Players of the microfinance industry said there was no fundamental impact of the law of the State Government to prevent the recovery recovery of micro-Loan entities lending money. (Representative photos) Photo Credit: Naturecreator
Portfolio gross loans (GLP) of the microfinance industry in Tamil Nadu at the end of the first quarter of 2025–2026 reduced by 23.5% to 43,700 GBP Crore from 57,100 GBR comparable last year.
Meanwhile, the players of the microfinance industry said there was no major impact of the law of the State Government to prevent the recovery of micro-lyans from borrowing entities.
According to CRIF HIGH Mark, the credit office, the portfolio of gross loans dropped by 6.7% of the quarter of 46,800 GBP Crore K on March 30, 2025.
In June 2025, the Act on Lending Money Tamil Nadu (prevention of coercive events) was 2025. The provisions of the law concerning coercive negotiations against debtors also apply to the undisputed financial companies registered with the reserve bank in India and the cooperative bank and the company.
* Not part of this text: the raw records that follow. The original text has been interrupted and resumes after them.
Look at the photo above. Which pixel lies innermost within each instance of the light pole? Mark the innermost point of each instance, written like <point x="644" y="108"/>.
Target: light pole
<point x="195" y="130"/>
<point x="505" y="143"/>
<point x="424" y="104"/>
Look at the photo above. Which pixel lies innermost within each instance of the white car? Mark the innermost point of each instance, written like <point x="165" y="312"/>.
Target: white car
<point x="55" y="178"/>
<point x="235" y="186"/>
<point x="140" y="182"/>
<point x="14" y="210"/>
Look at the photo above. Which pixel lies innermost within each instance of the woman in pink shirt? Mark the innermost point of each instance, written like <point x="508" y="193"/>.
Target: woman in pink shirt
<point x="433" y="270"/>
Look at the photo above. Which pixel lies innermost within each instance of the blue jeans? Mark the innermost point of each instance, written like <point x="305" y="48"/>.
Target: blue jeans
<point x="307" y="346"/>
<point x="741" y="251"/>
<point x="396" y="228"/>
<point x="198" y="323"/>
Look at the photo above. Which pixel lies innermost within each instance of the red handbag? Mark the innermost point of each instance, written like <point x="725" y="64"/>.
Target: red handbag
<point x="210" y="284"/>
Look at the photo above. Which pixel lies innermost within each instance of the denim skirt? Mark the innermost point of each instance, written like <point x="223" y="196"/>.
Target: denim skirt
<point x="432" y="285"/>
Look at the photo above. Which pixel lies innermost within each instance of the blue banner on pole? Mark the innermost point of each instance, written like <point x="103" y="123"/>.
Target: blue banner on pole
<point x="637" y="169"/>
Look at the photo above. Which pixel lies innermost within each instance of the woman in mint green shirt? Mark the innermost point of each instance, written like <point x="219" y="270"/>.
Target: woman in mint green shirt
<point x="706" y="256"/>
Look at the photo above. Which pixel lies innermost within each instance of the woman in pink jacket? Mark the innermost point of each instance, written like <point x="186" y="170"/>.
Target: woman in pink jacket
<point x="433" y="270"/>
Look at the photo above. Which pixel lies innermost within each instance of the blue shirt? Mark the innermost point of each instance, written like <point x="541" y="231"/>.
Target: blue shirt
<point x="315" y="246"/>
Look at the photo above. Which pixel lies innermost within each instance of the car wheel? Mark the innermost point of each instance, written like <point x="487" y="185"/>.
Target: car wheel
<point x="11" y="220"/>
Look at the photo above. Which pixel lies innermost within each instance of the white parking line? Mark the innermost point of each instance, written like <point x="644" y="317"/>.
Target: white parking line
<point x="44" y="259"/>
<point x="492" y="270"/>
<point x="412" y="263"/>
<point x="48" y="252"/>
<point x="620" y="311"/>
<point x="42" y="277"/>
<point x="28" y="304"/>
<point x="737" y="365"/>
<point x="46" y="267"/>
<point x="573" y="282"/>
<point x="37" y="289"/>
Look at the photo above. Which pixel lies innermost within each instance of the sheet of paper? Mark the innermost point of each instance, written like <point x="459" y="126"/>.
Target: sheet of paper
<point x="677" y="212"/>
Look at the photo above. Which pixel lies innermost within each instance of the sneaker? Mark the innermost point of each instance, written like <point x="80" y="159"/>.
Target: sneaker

“After the smaller initial hiccups as a result of the regulation that passed through Tamil Nadu, the situation is back in Tamil Nadu. CEO, Muthoot Microfin, he said. His company has in Tamil Nadu portfolio 3 200 GBP.
Jiji Mammen, Executive Director and CEO of Sa-Dhan, the self-regulating organization for the microfinance industry, said that due to the law adopted by the state government has no major impact.
“There were cases in several pockets where some people trying to use this act. But now the collections are almost normal. Overall, things look better for the microfinance industry in the country, and by the end of the second quarter there would be a clearer picture,” he said.
All countries, with the exception of West Bengal, registered in June 2025 a two-digit decline in portfolio portfolio with gross loans with the sharpest reduction observed in Odisha (-24.7%), followed by Tamil Nadu and Karnataka (-22.9%), Crif said.